Mother Jones recently featured the saga of Felix Garcia, a man who is deaf  serving a life sentence in prison for a robbery-murder for which his own brother now admits to have committed.

Empty Jail Cell
Prison and people with disabilities

Garcia has lived in a northern Florida prison since he was 19. He has been raped and brutalized. His four fellow inmates who are deaf have attempted suicide. Last year, he tried to hang himself.

Garcia’s experience reflect that of many of inmates with disabilities, in what David Fathi, head of the American Civil Liberties Union’s National Prison Project  called “a nightmare of vulnerability, abuse, and exclusion from the most basic prison programs and services.”

In 1984, Garcia was convicted of first-degree murder and sentenced to a concurrent 99 years for armed robbery in a maximum-security lockup prison.

He lagged in the prison until he was found by at Pat Bliss, a 69-year-old paralegal who has been working on his case for 15 years.

After years of research by Bliss and a variety of legal motions, Garcia’s brother admitted in 2003 that he set up Garcia, who says he was at home eating pizza with his mother at the time of the murder. However, the case was later dismissed and Garcia remains in the prison. He is not eligible for parole until 2024.

When Garcia was arrested, he was unaware that he was read his Miranda rights. His hearing aid didn’t work at the trial. He tried to read lips, but the prosecutor often faced away from him.

If the trial had happened later, it may have been overturned due to Americans with Disabilities Act violations requiring the criminal justice steps to take “reasonable steps” to accommodate people with disabilities. But for many defendants who are deaf, this promise has fallen drastically short.

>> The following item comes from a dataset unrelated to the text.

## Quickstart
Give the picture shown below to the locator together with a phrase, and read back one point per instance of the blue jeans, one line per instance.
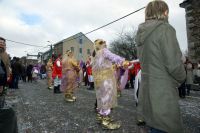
(153, 130)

“Deaf people have a hard time when they are thrown into the criminal-justice system,” says MacKay Vernon, a psychologist and authority on the deaf who is familiar with the details of Felix’s situation. “The courts—judges, prosecutors, defense lawyers—just don’t understand what they’re up against. Turning up the sound system doesn’t mean the defendant better understands what’s going on.”